Four key drivers for the widespread introduction of simulation are:

  1. Public expectation and patient safety. The public not only expect health professionals to engage in appropriate skills and simulator training, but they often believe that professions already do.
  2. Changes in working practice. The development of new professional roles, the growth of large and complex working environments, the move to more integrated service models and the rapid pace of modern healthcare require health (and other) professionals to develop effective leadership, team working and communication skills. Simulation has been at the forefront of the development (and assessment) of these skills.
  3. Technological developments and opportunities. The technology available to support simulator training has progressed rapidly in recent years. Evidence exists that the educational value of simulators depends on learner engagement rather than the cost of the equipment. See Figure 1.3 for how technology has gone hand in hand with simulator development.
  4. Service pressures and reduced training time. The impact of service pressures, shorter hospital stays, the shift of care into community-based services and (in the EU) the European Working Time Directive have resulted in a reduction in the time available for clinical training in the workplace. To make the best possible use of available time in the clinical setting, learners must have prepared effectively away from the workplace.
  5. Economic constraints and financial pressures. Maloney and Haines (2016) and Nestel et al. (2018) emphasise the importance of trying to evaluate the cost-effectiveness of simulation despite the difficulties of identifying long-term and high level impact on patient care and health outcomes.

Benefits for learners

The use of simulation in health professionals’ education has been shown to have benefits for learners, for the development of clinical practice and practical (technical) skills, and for patients and health systems (Riley et al., 2003). As well as facilitating the acquisition of routine skills, simulation also allows safe (for the learner and the patient) exposure to rare diseases/conditions, critical incidents, near misses and crisis situations. Reflecting the experience of the airline, nuclear and other high risk industries, evidence is accumulating that patient safety standards and non-technical skills (communication, leadership, etc.) improve following simulator training (McGaghie et al., 2010).

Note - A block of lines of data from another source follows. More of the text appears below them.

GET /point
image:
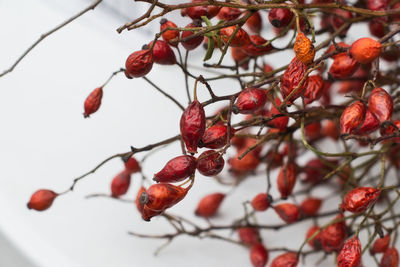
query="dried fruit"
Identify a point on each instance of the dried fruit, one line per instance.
(291, 79)
(120, 184)
(359, 199)
(380, 245)
(352, 117)
(365, 50)
(304, 49)
(93, 101)
(216, 136)
(310, 206)
(257, 46)
(210, 163)
(258, 255)
(288, 259)
(380, 104)
(241, 37)
(287, 212)
(286, 180)
(139, 63)
(208, 205)
(249, 235)
(193, 42)
(192, 125)
(169, 35)
(314, 89)
(350, 255)
(41, 199)
(162, 53)
(261, 202)
(280, 17)
(177, 169)
(249, 101)
(390, 258)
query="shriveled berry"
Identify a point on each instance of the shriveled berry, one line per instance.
(310, 206)
(208, 205)
(120, 183)
(210, 163)
(352, 117)
(176, 169)
(380, 245)
(139, 63)
(288, 259)
(42, 199)
(250, 100)
(162, 53)
(365, 50)
(261, 202)
(359, 199)
(192, 125)
(258, 255)
(249, 235)
(241, 37)
(380, 104)
(286, 180)
(350, 255)
(280, 17)
(287, 212)
(304, 49)
(93, 101)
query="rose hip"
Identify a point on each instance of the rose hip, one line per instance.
(208, 205)
(177, 169)
(192, 125)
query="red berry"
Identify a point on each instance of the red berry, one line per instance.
(93, 101)
(41, 199)
(176, 169)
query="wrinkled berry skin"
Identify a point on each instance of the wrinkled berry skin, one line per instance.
(380, 245)
(291, 79)
(93, 101)
(333, 236)
(132, 165)
(350, 255)
(288, 212)
(359, 199)
(352, 117)
(286, 180)
(192, 125)
(390, 258)
(380, 104)
(258, 255)
(280, 17)
(288, 259)
(177, 169)
(169, 35)
(365, 50)
(208, 205)
(261, 202)
(120, 184)
(210, 163)
(250, 100)
(241, 37)
(159, 197)
(256, 46)
(139, 63)
(162, 53)
(249, 235)
(215, 136)
(310, 206)
(41, 200)
(194, 42)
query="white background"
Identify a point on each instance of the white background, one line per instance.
(45, 143)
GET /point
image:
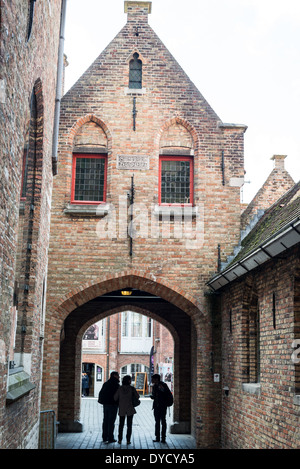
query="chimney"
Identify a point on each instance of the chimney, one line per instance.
(278, 161)
(137, 12)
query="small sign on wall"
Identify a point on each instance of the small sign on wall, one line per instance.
(132, 162)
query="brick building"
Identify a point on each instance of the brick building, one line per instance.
(28, 77)
(259, 301)
(137, 121)
(146, 199)
(131, 344)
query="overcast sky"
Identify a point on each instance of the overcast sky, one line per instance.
(243, 56)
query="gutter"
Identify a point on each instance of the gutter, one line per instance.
(60, 66)
(284, 239)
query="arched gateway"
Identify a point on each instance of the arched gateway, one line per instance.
(191, 332)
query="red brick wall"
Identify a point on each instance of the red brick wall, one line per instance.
(271, 419)
(25, 66)
(79, 259)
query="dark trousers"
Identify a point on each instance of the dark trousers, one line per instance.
(129, 427)
(109, 418)
(160, 418)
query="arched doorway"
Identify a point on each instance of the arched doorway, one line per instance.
(192, 350)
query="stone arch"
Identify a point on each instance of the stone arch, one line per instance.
(192, 352)
(131, 278)
(131, 307)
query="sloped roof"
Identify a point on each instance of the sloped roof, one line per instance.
(277, 230)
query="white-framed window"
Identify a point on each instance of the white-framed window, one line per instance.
(132, 369)
(136, 332)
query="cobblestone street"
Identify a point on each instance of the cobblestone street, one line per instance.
(142, 431)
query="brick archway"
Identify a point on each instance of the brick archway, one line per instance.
(74, 311)
(137, 279)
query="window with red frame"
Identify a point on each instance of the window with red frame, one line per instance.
(176, 180)
(88, 179)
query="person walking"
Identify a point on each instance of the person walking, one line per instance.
(160, 395)
(110, 406)
(125, 395)
(85, 384)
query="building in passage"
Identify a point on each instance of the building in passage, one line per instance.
(31, 58)
(141, 347)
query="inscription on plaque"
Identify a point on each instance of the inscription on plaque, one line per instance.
(133, 162)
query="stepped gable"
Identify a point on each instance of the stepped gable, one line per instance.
(108, 74)
(277, 184)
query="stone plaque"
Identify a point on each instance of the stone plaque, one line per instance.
(133, 162)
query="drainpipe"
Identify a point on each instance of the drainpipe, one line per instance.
(60, 66)
(107, 347)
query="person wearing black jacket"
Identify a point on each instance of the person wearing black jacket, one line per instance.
(110, 406)
(159, 395)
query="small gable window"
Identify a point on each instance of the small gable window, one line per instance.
(135, 72)
(88, 179)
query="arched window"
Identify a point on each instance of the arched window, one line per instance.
(135, 72)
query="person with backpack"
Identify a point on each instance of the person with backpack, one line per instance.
(128, 398)
(162, 398)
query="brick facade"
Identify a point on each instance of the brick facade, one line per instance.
(172, 118)
(29, 50)
(242, 334)
(262, 413)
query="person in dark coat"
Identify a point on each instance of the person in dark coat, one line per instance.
(85, 384)
(110, 406)
(159, 396)
(126, 409)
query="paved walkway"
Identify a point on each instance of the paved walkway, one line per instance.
(142, 430)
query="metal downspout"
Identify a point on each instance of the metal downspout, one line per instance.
(60, 65)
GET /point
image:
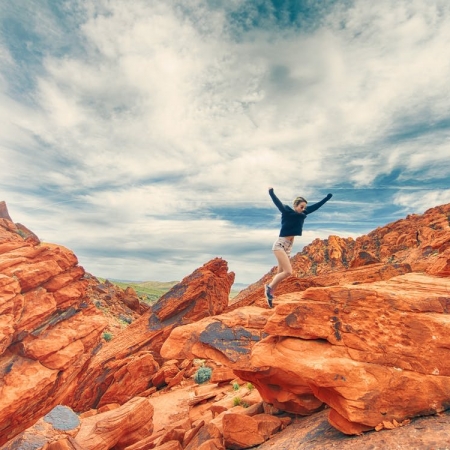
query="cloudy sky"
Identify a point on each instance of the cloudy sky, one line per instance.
(144, 134)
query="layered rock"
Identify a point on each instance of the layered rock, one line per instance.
(125, 367)
(360, 331)
(49, 328)
(374, 353)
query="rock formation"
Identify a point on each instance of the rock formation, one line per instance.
(358, 335)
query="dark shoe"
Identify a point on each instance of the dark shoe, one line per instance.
(269, 295)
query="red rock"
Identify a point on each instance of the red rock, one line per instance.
(199, 295)
(118, 428)
(240, 431)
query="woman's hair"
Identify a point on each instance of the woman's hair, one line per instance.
(298, 200)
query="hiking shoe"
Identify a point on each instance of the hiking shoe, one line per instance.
(269, 295)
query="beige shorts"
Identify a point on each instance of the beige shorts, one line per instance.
(283, 244)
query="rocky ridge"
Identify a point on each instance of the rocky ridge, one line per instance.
(358, 335)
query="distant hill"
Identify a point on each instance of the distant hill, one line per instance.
(151, 291)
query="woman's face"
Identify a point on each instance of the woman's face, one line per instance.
(300, 207)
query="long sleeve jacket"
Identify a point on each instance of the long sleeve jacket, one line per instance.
(291, 220)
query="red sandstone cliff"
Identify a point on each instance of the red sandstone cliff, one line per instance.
(360, 330)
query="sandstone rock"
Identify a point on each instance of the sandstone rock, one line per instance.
(418, 243)
(118, 428)
(209, 437)
(384, 359)
(241, 432)
(199, 295)
(226, 338)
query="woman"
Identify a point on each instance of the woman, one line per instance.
(291, 226)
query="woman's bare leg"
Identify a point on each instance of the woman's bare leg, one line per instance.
(284, 268)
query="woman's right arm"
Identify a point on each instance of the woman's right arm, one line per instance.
(276, 200)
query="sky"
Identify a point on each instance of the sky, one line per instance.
(144, 134)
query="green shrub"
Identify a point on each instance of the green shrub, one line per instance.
(202, 375)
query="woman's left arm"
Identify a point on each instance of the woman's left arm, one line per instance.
(311, 208)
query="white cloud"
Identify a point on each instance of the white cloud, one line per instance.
(130, 123)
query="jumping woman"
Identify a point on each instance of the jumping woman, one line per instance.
(291, 226)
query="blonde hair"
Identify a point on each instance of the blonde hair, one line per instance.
(298, 200)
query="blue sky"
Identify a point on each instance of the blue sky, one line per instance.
(143, 134)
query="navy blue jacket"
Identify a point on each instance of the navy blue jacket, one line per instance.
(291, 220)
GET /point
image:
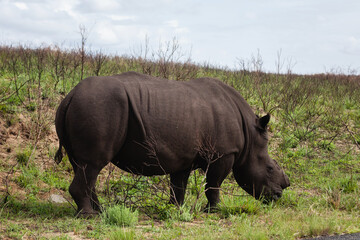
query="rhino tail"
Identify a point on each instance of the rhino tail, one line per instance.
(58, 155)
(61, 128)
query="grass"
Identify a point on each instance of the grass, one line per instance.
(314, 133)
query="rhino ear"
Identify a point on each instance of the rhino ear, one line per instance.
(263, 121)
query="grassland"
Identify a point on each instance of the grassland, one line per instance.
(315, 137)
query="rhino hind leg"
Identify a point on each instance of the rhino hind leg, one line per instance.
(178, 182)
(215, 175)
(82, 190)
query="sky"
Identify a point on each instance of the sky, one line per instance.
(304, 36)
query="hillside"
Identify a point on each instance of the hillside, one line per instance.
(315, 137)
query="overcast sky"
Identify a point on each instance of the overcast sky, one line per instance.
(313, 35)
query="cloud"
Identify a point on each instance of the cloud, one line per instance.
(352, 46)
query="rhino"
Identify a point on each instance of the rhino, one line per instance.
(150, 126)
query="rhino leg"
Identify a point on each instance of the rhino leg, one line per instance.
(82, 189)
(178, 186)
(216, 173)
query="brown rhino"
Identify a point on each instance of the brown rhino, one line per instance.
(152, 126)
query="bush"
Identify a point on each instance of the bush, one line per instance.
(120, 215)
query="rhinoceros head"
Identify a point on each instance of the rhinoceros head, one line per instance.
(257, 173)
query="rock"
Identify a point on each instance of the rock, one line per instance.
(57, 198)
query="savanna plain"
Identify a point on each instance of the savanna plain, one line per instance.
(314, 135)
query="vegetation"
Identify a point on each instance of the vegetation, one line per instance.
(315, 137)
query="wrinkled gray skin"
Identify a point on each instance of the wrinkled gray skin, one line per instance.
(152, 126)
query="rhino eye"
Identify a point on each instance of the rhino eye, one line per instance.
(270, 169)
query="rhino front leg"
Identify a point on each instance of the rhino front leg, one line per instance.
(178, 182)
(82, 190)
(216, 173)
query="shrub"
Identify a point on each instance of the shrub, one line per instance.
(120, 215)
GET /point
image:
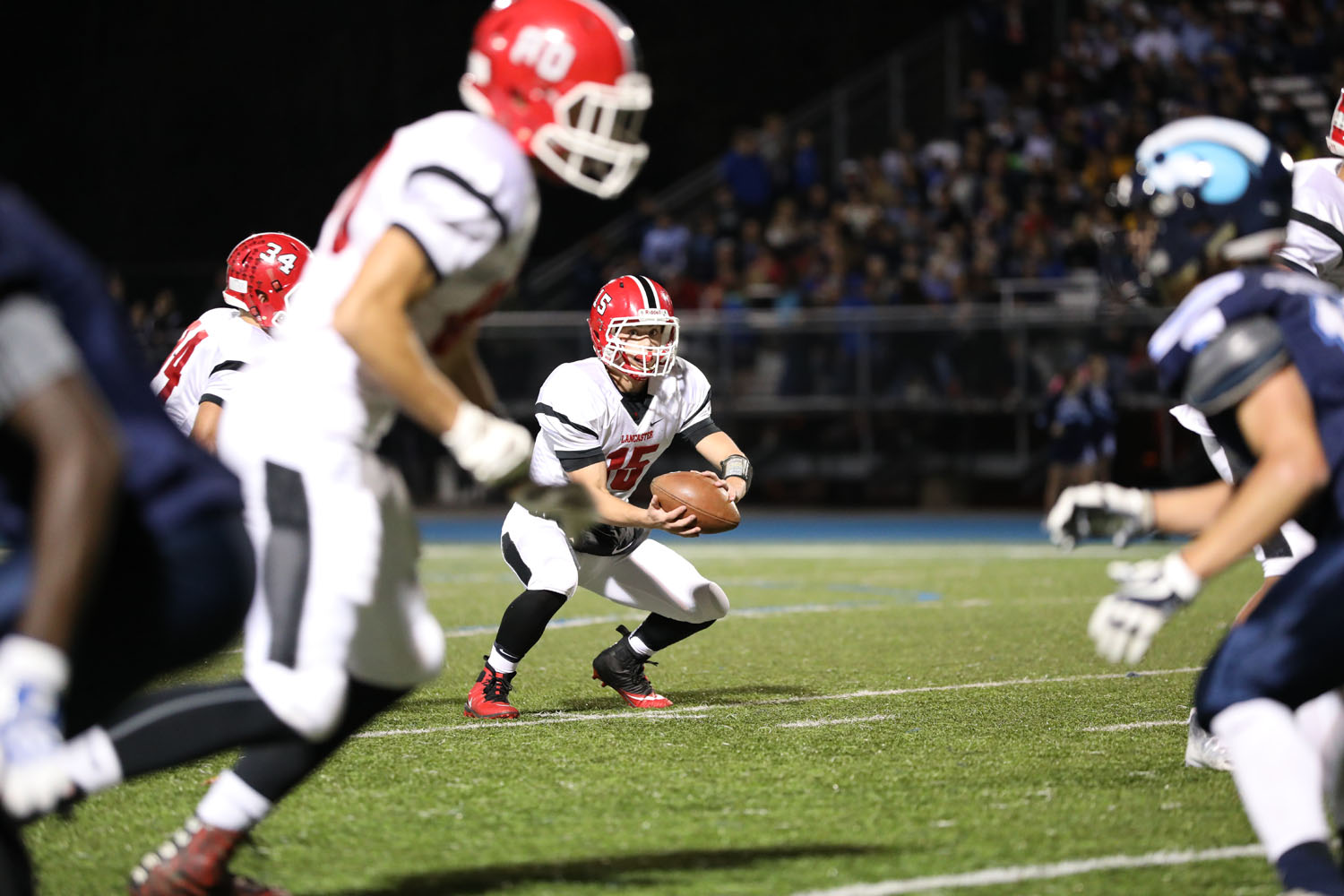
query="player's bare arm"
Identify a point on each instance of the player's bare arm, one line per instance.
(613, 511)
(207, 425)
(78, 458)
(373, 320)
(718, 447)
(1190, 511)
(1279, 427)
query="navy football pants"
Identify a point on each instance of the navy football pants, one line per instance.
(160, 603)
(1290, 649)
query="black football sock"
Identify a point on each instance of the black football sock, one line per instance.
(659, 632)
(171, 727)
(274, 769)
(1309, 866)
(524, 622)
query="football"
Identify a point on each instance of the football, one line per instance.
(701, 495)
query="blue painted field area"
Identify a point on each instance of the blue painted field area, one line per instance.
(800, 527)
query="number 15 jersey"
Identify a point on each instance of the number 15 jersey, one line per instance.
(585, 419)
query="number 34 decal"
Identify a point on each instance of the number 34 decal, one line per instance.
(271, 255)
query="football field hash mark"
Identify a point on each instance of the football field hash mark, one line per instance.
(1018, 874)
(699, 712)
(1131, 726)
(817, 723)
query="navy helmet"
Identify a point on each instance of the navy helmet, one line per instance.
(1204, 188)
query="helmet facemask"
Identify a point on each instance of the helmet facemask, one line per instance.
(644, 358)
(594, 142)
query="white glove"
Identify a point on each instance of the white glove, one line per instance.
(1147, 595)
(32, 676)
(569, 505)
(1099, 509)
(494, 450)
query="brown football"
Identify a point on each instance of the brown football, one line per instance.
(701, 497)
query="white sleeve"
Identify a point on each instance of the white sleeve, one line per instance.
(698, 413)
(1308, 247)
(453, 222)
(1292, 544)
(572, 421)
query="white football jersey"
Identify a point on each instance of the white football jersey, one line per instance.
(585, 419)
(1314, 242)
(460, 185)
(203, 366)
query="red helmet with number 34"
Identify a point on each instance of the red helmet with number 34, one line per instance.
(564, 77)
(263, 271)
(623, 306)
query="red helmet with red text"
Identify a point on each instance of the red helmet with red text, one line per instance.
(1335, 136)
(623, 306)
(564, 77)
(263, 271)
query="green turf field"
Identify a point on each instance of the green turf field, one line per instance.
(875, 713)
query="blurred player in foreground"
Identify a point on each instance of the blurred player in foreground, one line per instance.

Østergaard and Rosenberg (2013) give the rationale, pedagogical and safety advantages of using simulation-based training as follows:

Future directions

Policy agendas from government and professional bodies have endorsed, promoted and funded patient simulation on a widespread scale. As well as helping to ensure patient safety and reduce error, simulation is also seen as an alternative means of learners acquiring clinical skills without spending time in an increasingly overcrowded clinical environment. Educators must therefore be attentive to such agendas and ensure that simulation is complementary to learning in the clinical workplace and that learning in each context is relevant to achieving defined outcomes and developing safe, competent practitioners.

Technological changes are now enabling more integrated multimedia simulations such as the use of handheld devices, portable simulators and further development of virtual reality simulators. With such technology, it is likely that simulation (in all its forms, including computer-based simulation) will become even more integrated into curricula and embedded into education and training programmes.

Opportunities for more interprofessional learning around non-technical skills and team working are also likely to increase as more centres offer such learning opportunities although more evidence is required as to the efficacy of such training. Simulation has also been used to support new ways of working (Forrest et al., 2013). As health and social services change toward more integrated, patient-led approaches, we may therefore see more use of simulation to support their introduction.